And it won’t be my last.

You look so excited, like something nice might happen to you. I hope something nice does happen. But it won’t be because of me.

I’m a bad person, Amy. Why can’t you ever see that?

Snakes click in my head. Everything broken.

Tonight, I’m gonna show you that the monster I’m afraid of the most is . . . me.

And that you should be afraid, too.

I don’t want to hurt you. I only want to protect you. But like it or not, there are some things in this world that need killing. And the sooner you understand that, Amylocks, the better off you’ll be.

I’ve got demons, Amy. Bad ones. One sniff of sunshine is all it will take for them to hunt you down. I can’t let them kill you, too.

I’m gonna drag you to Hell, Amy. I’m going to make you hate my fucking guts.

It always hurts to look at you.

1

YOU

Six years later . . .

I’m not afraid of the dark.

I’m afraid of what’s in it.

That’s what you are to me,

the monster in the dark.

The man I hate the most.

MY WORLD IS ON FIRE.

It’s been on fire since I woke up.

It’s taking me a long, long time to get out of my room this morning. It isn’t the cold of winter. Neither is it the dark.

Getting up isn’t my problem, getting out is. Once I’m showered and dressed, I start the process of checking my room is secure.

It’s like a reverse of the process I go through in the evening, but worse somehow, because time is against me. I can spend all night checking if I want to, but I know I have to get to group therapy, so in the mornings I can only do it so many times.

I live in Swan Lake. A private clinic for addiction and depression in Greystone, a small town of Suffolk, England. The girls who stay here are volunteer patients. Lost, addicted, hurt. And rich. Only the prestige come here. Treatment costs the earth.

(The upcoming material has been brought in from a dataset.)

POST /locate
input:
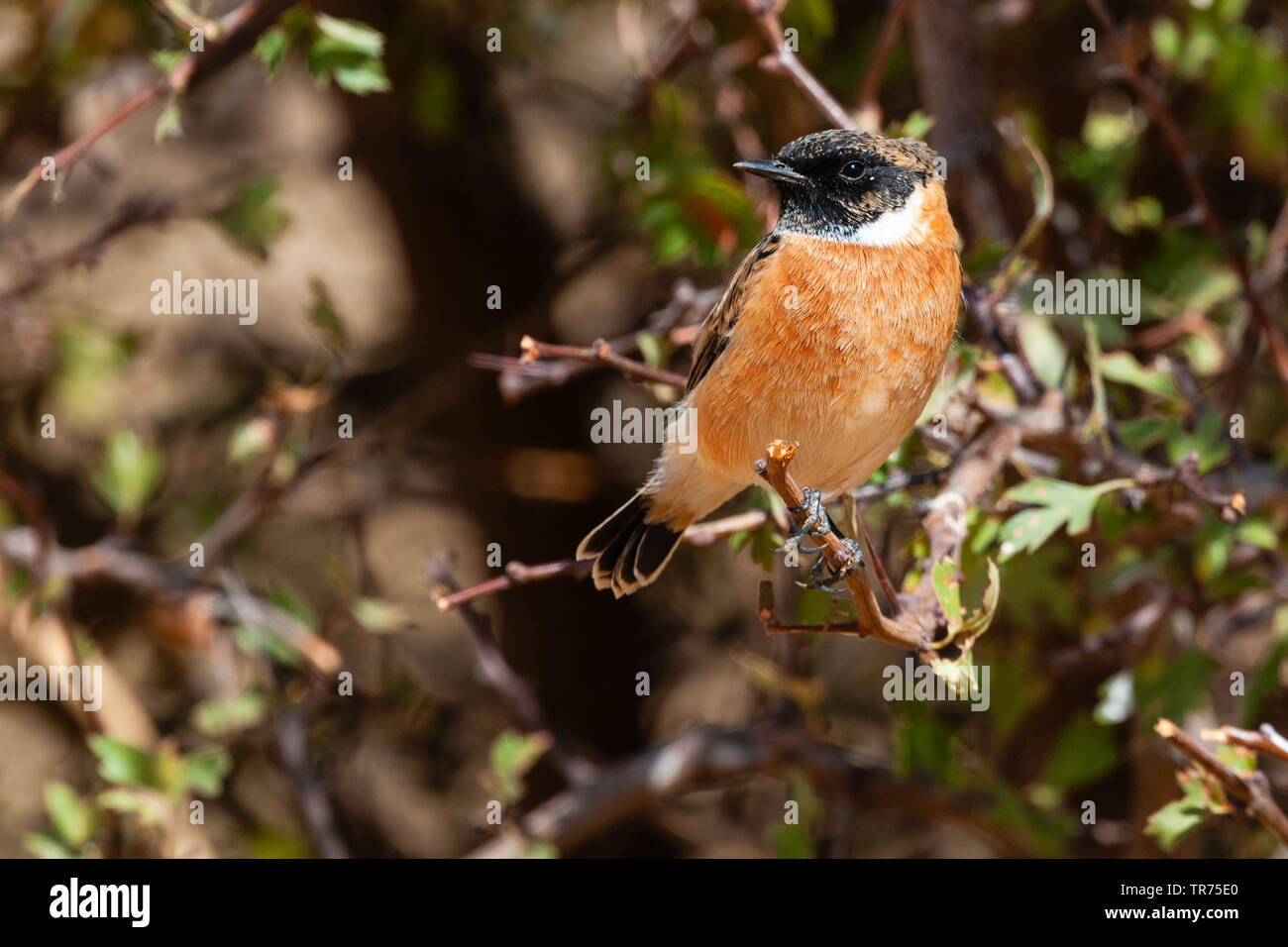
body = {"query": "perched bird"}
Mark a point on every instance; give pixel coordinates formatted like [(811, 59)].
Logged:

I use the term volunteer loosely on my behalf. I’m only here because of my father’s worries. I didn’t want to come here.

The other girls are gone now. My friends won’t be back until after New Year. Swan Lake is closed during Christmas time, but I’m allowed to stay and look after myself.

I can’t go home to my family. I can’t leave. The OCD won’t let me. And other dark things . . .

I have to leave my curtains open to exactly the right width every day or I can’t come back in the room again. There are sixteen panes in each of the patio doors. The curtains have to be open so I can see just eight panes of each door if I look up to my room from the stone path at the back of the old Victorian estate. If I can see a sliver of the room through the other panes, then I’ll have to go back up to start again.

My door is bad. I have to check and re-check it six or twelve times, and then the communal front door. Sometimes I have to go back and check my room door. If a staff member or one of the other girls has left the front door on the latch again, I definitely have to check my room door. Anyone could have been in.

This morning is the worst. The front door is on the latch and is slightly open. It must’ve been Rebecca, a staff member. She’s the only one who didn’t go home for Christmas. I think she did it because she feels sorry for me.

Poor Rebecca had the task of telling me the news of my mother’s death, last week. It hurt her to bring the news. She was so very sorry. I’m too exhausted to feel. My emotions have been put on hold since I started to wither away. I couldn’t even think of an appropriate response, of what a normal person would say, so I said nothing.

As I reach for the front door, a man in a suit pushes it open towards me. I flinch backwards. Behind him is another man.

Younger. Over six feet tall. Wearing dark jeans and a . . . haunting leather jacket.

My heart pounds, for all the wrong reasons.

It can’t be him . . .

I’ve spent enough time in despair that my face doesn’t give anything away. My pulse quickens some more and my pupils are like an abyss, but there’s no expression as my eyes meet the cold black eyes of my enemy.

Shepherd Lawson.

The boy who left me in the woods . . . fed me to the wolves.

He didn’t just break my heart. He took it. Whatever beats inside me now is broken.

It’s just my imagination. It’s just my mind playing tricks.

This is a dream. A nightmare. It has to be.

Or maybe I’m going mad. This is a hallucination of some kind. I must’ve taken drugs that have messed with the chemical reactions in my brain.

No, I can’t be asleep, I can’t be drugged. I can feel pain. And the smell of tobacco and worn leather make the nightmare real.

They walk up the grand dark-wood staircase, and I try not to freak out. I try not to look at him at all, but I hear the man in the suit say, ‘ . . . there’s a lot of interest in this building, you’ll have to move fast if you want it.’

I shut the front door firmly and unclip the latch. I rattle the door a few times, checking it’s shot home. With my fingertips I trace around the edge of the doorframe, feeling the door is flush with the frame. I turn the doorknob six times.